Even if your college years are behind you, you can still take advantage of entrepreneurship education through your local community college. Check out the National Association for Community College Entrepreneurship to find a local school that can help you learn how to become an entrepreneur.

2. Social action can help you find investors. While the unstable economy is certainly a major factor for why entrepreneurs go into business for themselves, many new businessmen and women are also interested in being socially responsible in their careers. This means that they are often starting companies that will help to solve or mitigate a social problem.

Not only does this allow individuals to work for a cause they are passionate about, but it also provides a built-in method for finding interested investors.

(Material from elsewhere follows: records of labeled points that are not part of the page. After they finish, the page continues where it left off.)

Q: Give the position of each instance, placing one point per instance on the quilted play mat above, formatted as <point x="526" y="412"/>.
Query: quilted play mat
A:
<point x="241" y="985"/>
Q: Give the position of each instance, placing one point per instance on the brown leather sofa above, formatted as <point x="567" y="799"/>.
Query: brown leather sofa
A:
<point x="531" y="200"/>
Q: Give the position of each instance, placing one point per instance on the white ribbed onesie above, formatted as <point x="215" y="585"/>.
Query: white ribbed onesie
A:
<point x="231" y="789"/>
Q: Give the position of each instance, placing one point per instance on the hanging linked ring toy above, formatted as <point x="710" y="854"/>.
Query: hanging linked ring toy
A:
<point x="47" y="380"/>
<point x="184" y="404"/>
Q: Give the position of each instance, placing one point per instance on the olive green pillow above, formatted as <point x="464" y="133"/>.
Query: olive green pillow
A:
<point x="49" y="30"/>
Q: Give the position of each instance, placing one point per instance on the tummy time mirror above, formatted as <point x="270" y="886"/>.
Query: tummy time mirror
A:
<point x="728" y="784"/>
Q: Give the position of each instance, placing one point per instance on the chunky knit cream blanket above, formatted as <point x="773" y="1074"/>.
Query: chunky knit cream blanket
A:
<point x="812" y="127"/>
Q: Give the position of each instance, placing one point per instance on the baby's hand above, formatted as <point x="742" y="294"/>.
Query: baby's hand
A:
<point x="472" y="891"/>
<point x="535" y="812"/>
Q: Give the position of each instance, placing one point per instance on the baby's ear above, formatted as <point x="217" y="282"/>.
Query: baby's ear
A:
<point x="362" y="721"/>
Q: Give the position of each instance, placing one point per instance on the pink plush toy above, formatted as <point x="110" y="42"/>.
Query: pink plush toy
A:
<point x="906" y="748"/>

Since getting a loan for a small business is also difficult in this economy, many new entrepreneurs are seeking the help of angel investors—rich individuals who provide capital for a new business. Find someone who cares deeply about the social problem your start-up will help mitigate, and it will be an easy sell.

3. Have an escape plan. It’s unlikely that your start-up will become the next Apple, so it is important to protect yourself in case of failure. In addition to planning how your business will grow, you should also write in a “worst-case-scenario” strategy so that you do not lose everything. That includes how to treat your investors in case your business folds—you want everyone associated with your business to have a good opinion of how you conducted yourself, even if things don’t ultimately work out.

Believing whole-heartedly in your business plan while also protecting yourself in case of failure can be a mental tightrope walk, but it is important to remember that you can pick yourself up and try again should this venture fail. The entrepreneurial spirit is one that can survive a failed startup.

The Bottom Line

Becoming an entrepreneur is certainly not an easy path to employment. However, if you are passionate about your idea, willing to learn and ask questions, and know that you can dust yourself off after a setback, going into business for yourself may be a great career path for you.